Sunday, January 3, 2010

It's cold.

How cold is it, Pilly?

Well, I'll tell you.  It's cold enough that I seriously considered sinning in a big way just so I could be sure of going somewhere very warm after I'm dead.

But I scrapped the idea because, really, what if the Eskimos are right and Hell is just endless frozen tundra with no igloo?   And frankly, I already live there, so what would be the point of dying?  At least in Wisconsin, spring does come eventually.

I would just like my husband to know that calling me every ten minutes to inquire whether I am a popsicle yet is not really useful.  I believe the pioneers only survived the winters on the prairie because there were no phones.  One too many phone calls inquiring about how they were doing would have eventually led some settler to take an ax and wipe out the whole colony and the United States would all be east of the Mississippi, today.

This house leaves a lot to be desired in the way of comfort.  On the up side, I cannot die of carbon monoxide poisoning because it's so drafty you can't keep a candle lit in the living room on a breezy day.  On the down side, you risk frostbite every time you get near a window.

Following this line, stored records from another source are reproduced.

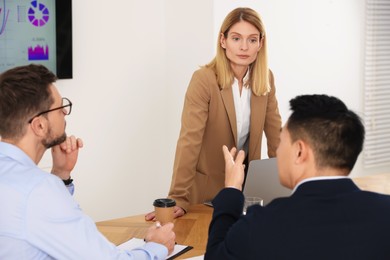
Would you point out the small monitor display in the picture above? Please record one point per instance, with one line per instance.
(36, 31)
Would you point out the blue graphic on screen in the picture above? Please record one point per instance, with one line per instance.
(38, 14)
(27, 33)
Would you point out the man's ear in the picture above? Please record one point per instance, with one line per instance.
(39, 126)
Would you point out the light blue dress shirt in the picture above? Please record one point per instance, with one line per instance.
(39, 218)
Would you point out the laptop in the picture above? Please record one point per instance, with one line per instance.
(262, 181)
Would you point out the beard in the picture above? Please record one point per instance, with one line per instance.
(49, 142)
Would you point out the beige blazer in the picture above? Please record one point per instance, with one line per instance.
(208, 122)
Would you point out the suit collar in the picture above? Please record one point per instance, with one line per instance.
(331, 186)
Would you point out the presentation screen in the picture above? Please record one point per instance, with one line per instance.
(36, 31)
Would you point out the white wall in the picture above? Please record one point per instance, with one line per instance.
(132, 65)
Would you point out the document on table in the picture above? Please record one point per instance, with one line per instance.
(138, 242)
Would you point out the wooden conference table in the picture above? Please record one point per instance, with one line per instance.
(192, 228)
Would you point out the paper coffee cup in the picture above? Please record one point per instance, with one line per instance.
(164, 209)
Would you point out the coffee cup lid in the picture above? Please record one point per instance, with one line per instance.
(164, 203)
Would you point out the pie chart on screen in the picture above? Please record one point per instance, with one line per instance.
(38, 14)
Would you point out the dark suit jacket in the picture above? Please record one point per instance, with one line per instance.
(323, 219)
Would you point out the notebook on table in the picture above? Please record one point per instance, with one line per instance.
(262, 181)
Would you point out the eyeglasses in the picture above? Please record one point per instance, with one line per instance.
(66, 108)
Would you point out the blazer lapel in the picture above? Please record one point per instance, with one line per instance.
(227, 98)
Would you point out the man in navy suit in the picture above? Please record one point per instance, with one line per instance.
(327, 216)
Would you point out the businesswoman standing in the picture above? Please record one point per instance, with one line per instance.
(230, 101)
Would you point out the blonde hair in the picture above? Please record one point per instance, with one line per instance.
(258, 77)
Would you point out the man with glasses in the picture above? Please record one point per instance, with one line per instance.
(39, 218)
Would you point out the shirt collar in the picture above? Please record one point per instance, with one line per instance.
(245, 79)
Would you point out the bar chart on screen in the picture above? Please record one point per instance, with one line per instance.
(27, 33)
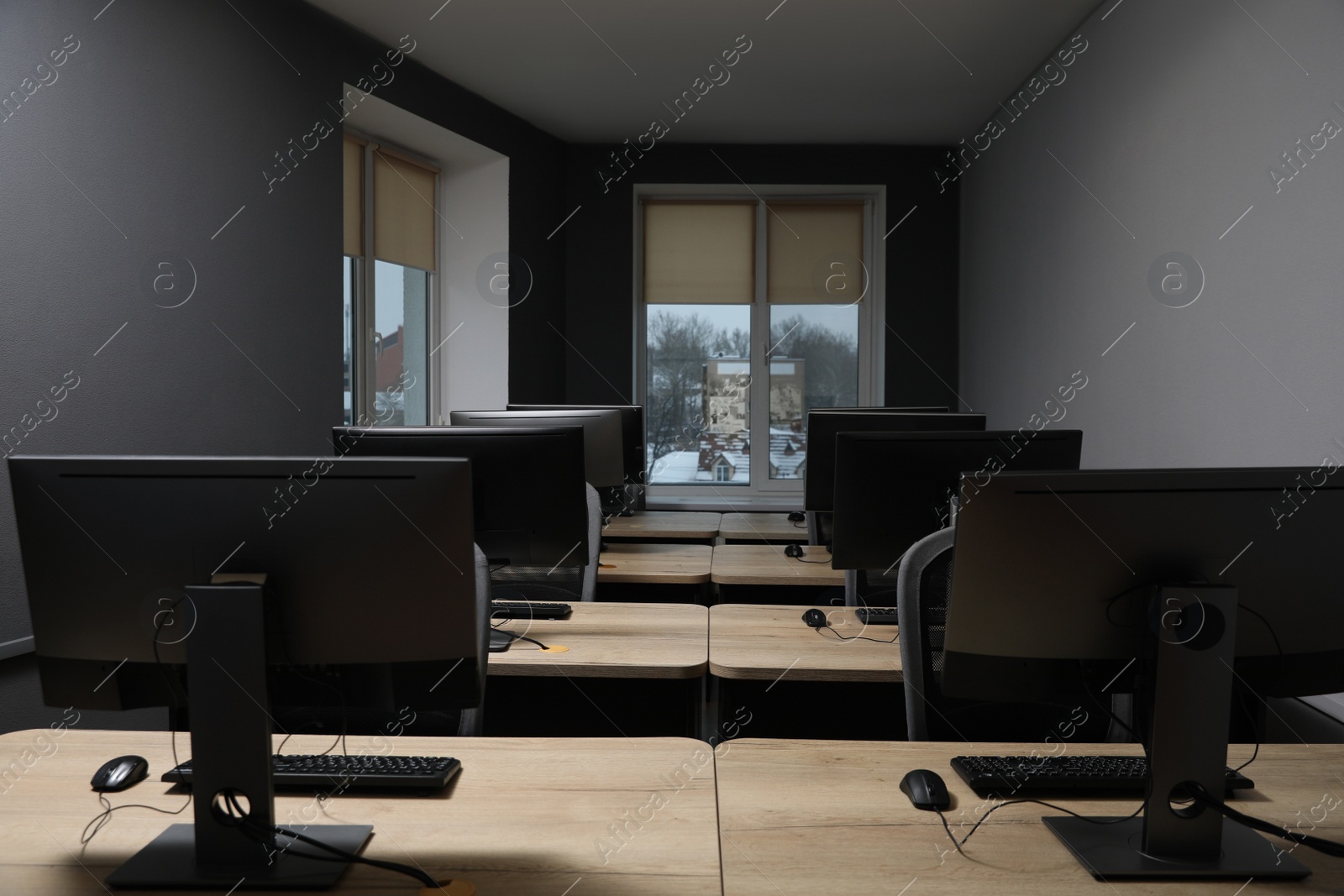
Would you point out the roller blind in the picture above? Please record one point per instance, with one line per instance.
(354, 192)
(813, 253)
(403, 211)
(699, 253)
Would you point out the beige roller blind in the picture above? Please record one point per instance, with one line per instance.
(403, 211)
(354, 196)
(699, 251)
(815, 251)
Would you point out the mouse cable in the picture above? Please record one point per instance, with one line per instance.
(855, 637)
(1039, 802)
(1319, 844)
(105, 815)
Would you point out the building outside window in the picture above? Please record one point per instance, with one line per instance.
(389, 270)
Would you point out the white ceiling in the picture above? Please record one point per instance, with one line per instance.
(890, 71)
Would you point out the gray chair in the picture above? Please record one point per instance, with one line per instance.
(589, 589)
(924, 584)
(474, 720)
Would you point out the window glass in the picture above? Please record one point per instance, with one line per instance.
(813, 363)
(696, 409)
(401, 389)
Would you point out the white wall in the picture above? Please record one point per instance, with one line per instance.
(1171, 118)
(475, 360)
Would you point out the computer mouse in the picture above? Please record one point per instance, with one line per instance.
(120, 773)
(925, 789)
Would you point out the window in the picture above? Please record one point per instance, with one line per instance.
(389, 278)
(769, 296)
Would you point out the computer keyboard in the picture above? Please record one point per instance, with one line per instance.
(338, 770)
(528, 610)
(1018, 774)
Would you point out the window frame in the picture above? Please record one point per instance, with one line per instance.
(363, 293)
(763, 492)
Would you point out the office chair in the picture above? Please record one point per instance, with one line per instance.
(924, 584)
(589, 587)
(472, 721)
(558, 584)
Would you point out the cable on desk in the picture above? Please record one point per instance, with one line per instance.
(264, 836)
(1039, 802)
(101, 820)
(1319, 844)
(855, 637)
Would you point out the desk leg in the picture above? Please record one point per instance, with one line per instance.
(709, 707)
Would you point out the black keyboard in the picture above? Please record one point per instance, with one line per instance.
(338, 770)
(528, 610)
(1016, 774)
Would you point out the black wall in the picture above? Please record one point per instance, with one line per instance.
(161, 123)
(921, 255)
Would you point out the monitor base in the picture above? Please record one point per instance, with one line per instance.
(1112, 852)
(170, 862)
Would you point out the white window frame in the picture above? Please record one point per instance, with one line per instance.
(764, 492)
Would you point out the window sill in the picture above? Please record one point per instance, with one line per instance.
(725, 504)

Well, that's life,  you know.  As Almanzo Wilder was wont to say, it all evens out in the end.  The rich man gets his ice in the summer, but the poor man gets his in the winter, so it's all good, really.

There are some decided advantages to a cold house.  For instance, if you forget to put the leftovers away they don't spoil.  You have to thaw them in the microwave to eat them, but still. 

I think I have figured out why the pioneers only bathed once in a winter.  As the ice formed on top of the washtub they were sitting in they had to hurry in order not to be trapped til spring, and once of that was probably enough for them.

I'm still working out how they managed not to have to go to the outhouse until spring.   Whiskey may have been involved.  I read this really great diary kept by one of the lesser known Ingalls brothers who stayed in  Wisconsin and apparently never did anything notable.

I'm not sure why he felt the need to keep a journal.  Every day it's too cold to go anywhere, he gets lonesome for the neighbors, he eats the same thing once a day, occasionally he gets out to do some lumber jacking, once during a warm spell when it was only about forty below he managed to get to the neighbors cabin and have some coffee.  He mentions that he told the guy's wife he guessed he'd have to get married.

She should have started sleeping with the ax next to her, there were decided overtones of, "If your husband were to fall through the ice, maybe I could move in."

Apparently he never went that far, however, as for the rest of the winter he does nothing but complain about his loneliness and have the occasional pancake.

I used to wonder how Ma Ingalls managed not to kill Charles, as every time she got decent furniture and a garden planted he decided to push on further west,  Now I think maybe she was hoping it was warmer farther away.  This is the man that burned hay to keep warm one whole winter in South Dakota.  I think Jimmy might be one of his descendants.

So, anyway, here I am once again, trying to stay warm in one more fabulous antique of a house.

At least no one has asked me to plant a garden.